Mas nem tudo foi perdido. Resolvi, finalmente, comprar uma bicicleta nova. Vou amanhã na loja para fazer o pedido. É uma bicicleta alemã, uma Diamant. Eu não conhecia essa fábrica. Visitando o website deles, vim a saber que ela tem mais de 100 anos. Eu não ia comprar, mas hoje eu fiquei sabendo de um seguro para bicicletas muito legal. Com isso, não terei maiores prejuízos se me roubarem. Infelizmente, coisa muito comum por aqui.
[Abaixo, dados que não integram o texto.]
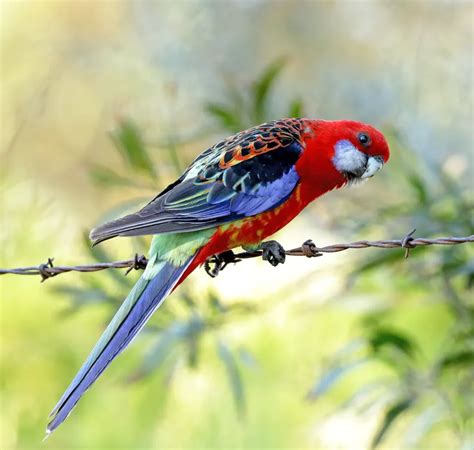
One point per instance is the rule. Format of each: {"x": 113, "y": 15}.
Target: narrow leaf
{"x": 296, "y": 108}
{"x": 104, "y": 176}
{"x": 128, "y": 140}
{"x": 234, "y": 376}
{"x": 382, "y": 338}
{"x": 225, "y": 116}
{"x": 331, "y": 377}
{"x": 392, "y": 413}
{"x": 261, "y": 88}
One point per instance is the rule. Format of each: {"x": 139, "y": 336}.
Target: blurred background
{"x": 104, "y": 103}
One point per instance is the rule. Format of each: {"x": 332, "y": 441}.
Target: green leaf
{"x": 331, "y": 377}
{"x": 107, "y": 177}
{"x": 296, "y": 108}
{"x": 392, "y": 413}
{"x": 460, "y": 358}
{"x": 234, "y": 376}
{"x": 128, "y": 140}
{"x": 383, "y": 338}
{"x": 261, "y": 88}
{"x": 418, "y": 185}
{"x": 228, "y": 119}
{"x": 162, "y": 349}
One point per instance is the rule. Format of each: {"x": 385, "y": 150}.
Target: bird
{"x": 234, "y": 194}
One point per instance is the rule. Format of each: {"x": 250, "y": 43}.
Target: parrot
{"x": 234, "y": 194}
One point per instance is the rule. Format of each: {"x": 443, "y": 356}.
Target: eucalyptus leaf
{"x": 262, "y": 87}
{"x": 233, "y": 374}
{"x": 331, "y": 377}
{"x": 390, "y": 416}
{"x": 128, "y": 140}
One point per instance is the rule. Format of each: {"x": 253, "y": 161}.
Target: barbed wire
{"x": 217, "y": 263}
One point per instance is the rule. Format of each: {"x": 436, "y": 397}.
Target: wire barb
{"x": 220, "y": 262}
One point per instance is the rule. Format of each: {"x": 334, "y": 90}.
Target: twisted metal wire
{"x": 308, "y": 249}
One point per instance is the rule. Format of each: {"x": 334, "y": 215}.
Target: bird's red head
{"x": 345, "y": 151}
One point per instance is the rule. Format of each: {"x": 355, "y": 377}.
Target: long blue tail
{"x": 146, "y": 296}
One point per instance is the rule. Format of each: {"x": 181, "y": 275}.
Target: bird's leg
{"x": 220, "y": 262}
{"x": 272, "y": 251}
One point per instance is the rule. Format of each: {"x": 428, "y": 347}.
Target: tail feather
{"x": 146, "y": 296}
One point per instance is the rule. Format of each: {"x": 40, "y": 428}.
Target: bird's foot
{"x": 216, "y": 263}
{"x": 273, "y": 252}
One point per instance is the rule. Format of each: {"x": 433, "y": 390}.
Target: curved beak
{"x": 374, "y": 164}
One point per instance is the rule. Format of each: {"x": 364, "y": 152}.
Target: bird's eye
{"x": 364, "y": 139}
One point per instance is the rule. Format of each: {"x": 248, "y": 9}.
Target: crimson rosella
{"x": 236, "y": 193}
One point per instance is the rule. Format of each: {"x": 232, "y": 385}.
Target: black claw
{"x": 273, "y": 252}
{"x": 219, "y": 263}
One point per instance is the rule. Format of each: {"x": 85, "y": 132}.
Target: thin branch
{"x": 308, "y": 249}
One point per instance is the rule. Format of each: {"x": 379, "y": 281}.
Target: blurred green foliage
{"x": 427, "y": 389}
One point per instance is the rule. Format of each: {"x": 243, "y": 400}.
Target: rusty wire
{"x": 308, "y": 249}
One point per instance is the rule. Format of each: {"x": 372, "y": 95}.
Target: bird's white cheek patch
{"x": 347, "y": 158}
{"x": 373, "y": 166}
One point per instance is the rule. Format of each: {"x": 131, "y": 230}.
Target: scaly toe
{"x": 273, "y": 252}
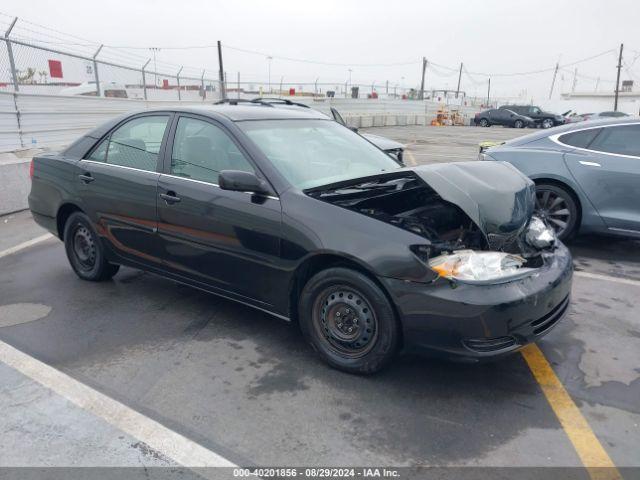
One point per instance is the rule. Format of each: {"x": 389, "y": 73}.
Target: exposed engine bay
{"x": 405, "y": 200}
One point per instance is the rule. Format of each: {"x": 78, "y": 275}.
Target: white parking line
{"x": 607, "y": 278}
{"x": 23, "y": 245}
{"x": 158, "y": 437}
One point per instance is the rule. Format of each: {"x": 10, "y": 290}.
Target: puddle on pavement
{"x": 19, "y": 313}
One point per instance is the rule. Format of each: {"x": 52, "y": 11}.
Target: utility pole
{"x": 223, "y": 90}
{"x": 489, "y": 92}
{"x": 424, "y": 69}
{"x": 615, "y": 103}
{"x": 12, "y": 65}
{"x": 553, "y": 82}
{"x": 95, "y": 70}
{"x": 178, "y": 82}
{"x": 459, "y": 78}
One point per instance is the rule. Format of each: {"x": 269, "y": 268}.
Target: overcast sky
{"x": 493, "y": 36}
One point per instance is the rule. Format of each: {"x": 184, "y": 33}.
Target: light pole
{"x": 155, "y": 67}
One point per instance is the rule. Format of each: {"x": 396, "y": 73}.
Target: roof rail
{"x": 232, "y": 101}
{"x": 272, "y": 100}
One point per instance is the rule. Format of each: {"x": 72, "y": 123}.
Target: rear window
{"x": 621, "y": 139}
{"x": 580, "y": 139}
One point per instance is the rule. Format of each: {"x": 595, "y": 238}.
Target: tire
{"x": 557, "y": 206}
{"x": 84, "y": 250}
{"x": 349, "y": 321}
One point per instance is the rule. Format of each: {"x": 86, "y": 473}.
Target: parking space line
{"x": 23, "y": 245}
{"x": 607, "y": 278}
{"x": 158, "y": 437}
{"x": 589, "y": 449}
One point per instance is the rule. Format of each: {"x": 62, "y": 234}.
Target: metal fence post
{"x": 12, "y": 64}
{"x": 95, "y": 70}
{"x": 144, "y": 79}
{"x": 178, "y": 81}
{"x": 202, "y": 84}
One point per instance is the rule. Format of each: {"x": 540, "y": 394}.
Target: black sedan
{"x": 291, "y": 213}
{"x": 506, "y": 118}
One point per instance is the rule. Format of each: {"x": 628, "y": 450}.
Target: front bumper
{"x": 472, "y": 322}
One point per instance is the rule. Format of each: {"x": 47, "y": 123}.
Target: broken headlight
{"x": 539, "y": 234}
{"x": 479, "y": 267}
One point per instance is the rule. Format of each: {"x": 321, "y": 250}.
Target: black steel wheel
{"x": 558, "y": 208}
{"x": 348, "y": 320}
{"x": 84, "y": 251}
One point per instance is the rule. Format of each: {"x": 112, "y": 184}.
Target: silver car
{"x": 587, "y": 175}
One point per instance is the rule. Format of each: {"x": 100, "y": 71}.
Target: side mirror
{"x": 238, "y": 181}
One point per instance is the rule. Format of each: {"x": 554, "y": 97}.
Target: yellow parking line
{"x": 589, "y": 449}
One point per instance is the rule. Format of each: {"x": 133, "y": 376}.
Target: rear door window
{"x": 135, "y": 144}
{"x": 580, "y": 139}
{"x": 201, "y": 150}
{"x": 621, "y": 140}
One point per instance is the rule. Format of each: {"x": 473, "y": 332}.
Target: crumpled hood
{"x": 495, "y": 195}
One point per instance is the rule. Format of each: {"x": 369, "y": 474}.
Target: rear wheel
{"x": 84, "y": 250}
{"x": 558, "y": 208}
{"x": 349, "y": 320}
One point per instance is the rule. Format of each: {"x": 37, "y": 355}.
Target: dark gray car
{"x": 587, "y": 175}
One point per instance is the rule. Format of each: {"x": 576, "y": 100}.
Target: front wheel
{"x": 349, "y": 320}
{"x": 84, "y": 250}
{"x": 547, "y": 123}
{"x": 558, "y": 208}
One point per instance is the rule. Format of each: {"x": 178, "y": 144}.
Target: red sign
{"x": 55, "y": 68}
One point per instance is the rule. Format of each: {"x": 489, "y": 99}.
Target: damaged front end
{"x": 475, "y": 217}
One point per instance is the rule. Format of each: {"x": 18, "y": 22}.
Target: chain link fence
{"x": 29, "y": 68}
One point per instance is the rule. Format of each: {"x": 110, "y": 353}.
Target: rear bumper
{"x": 472, "y": 322}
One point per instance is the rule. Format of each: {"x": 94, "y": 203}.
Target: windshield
{"x": 310, "y": 153}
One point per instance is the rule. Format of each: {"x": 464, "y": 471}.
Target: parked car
{"x": 587, "y": 175}
{"x": 291, "y": 213}
{"x": 540, "y": 117}
{"x": 503, "y": 117}
{"x": 393, "y": 148}
{"x": 88, "y": 89}
{"x": 595, "y": 116}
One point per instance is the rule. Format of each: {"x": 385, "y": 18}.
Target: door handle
{"x": 86, "y": 177}
{"x": 170, "y": 198}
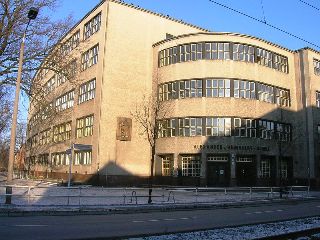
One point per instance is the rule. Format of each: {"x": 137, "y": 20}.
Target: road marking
{"x": 30, "y": 225}
{"x": 267, "y": 211}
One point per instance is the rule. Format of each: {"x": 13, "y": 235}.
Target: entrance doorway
{"x": 218, "y": 171}
{"x": 246, "y": 172}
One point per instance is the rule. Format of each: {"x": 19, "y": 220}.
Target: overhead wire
{"x": 308, "y": 4}
{"x": 264, "y": 22}
{"x": 264, "y": 16}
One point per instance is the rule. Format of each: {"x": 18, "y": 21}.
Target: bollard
{"x": 8, "y": 195}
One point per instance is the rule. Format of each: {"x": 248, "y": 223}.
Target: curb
{"x": 23, "y": 211}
Tem um sistema de marchas internas no cubo, da Shimano, denominado de Nexus-8. Não só as marchas embutidas, mas também o dínamo e mais dois conjuntos de freios baseados em uma tecnologia de esferas, os rollerbrakes. É um sistema que não sofre desgaste e é tão eficiente quando os V-brakes (freios tipo pinça, mais comuns). Fui a uma loja aqui e descobri que existe até câmbio automático. Alguns modelos de bicicletas da marca Batavus (holandesa) são dotados desse sistema, chamado de NuVinci. Funciona como se fosse um câmbio CVT do Honda Fit. Porém, ao invés de polias, existe um sistema de engrenagens satélites variáveis. Coisa fina. Para completar, alguns modelos de bicicletas vêm com chips identificadores, para dificultar o roubo, farol com lâmpada halógena (como os do Mercedes!) e quadro de alumínio moldado por água (hydroforming), garantindo maior resistência estrutural e frames mais finos e leves. Enfim, muita tecnologia!! A idéia é usar a minha nova bike para fazer pequenas viagens dentro da província de Gelderland. É uma das regiões mais bonitas, creio eu, dos Países Baixos, dada a diversidade da topografia e vegetação. Vamos conferir!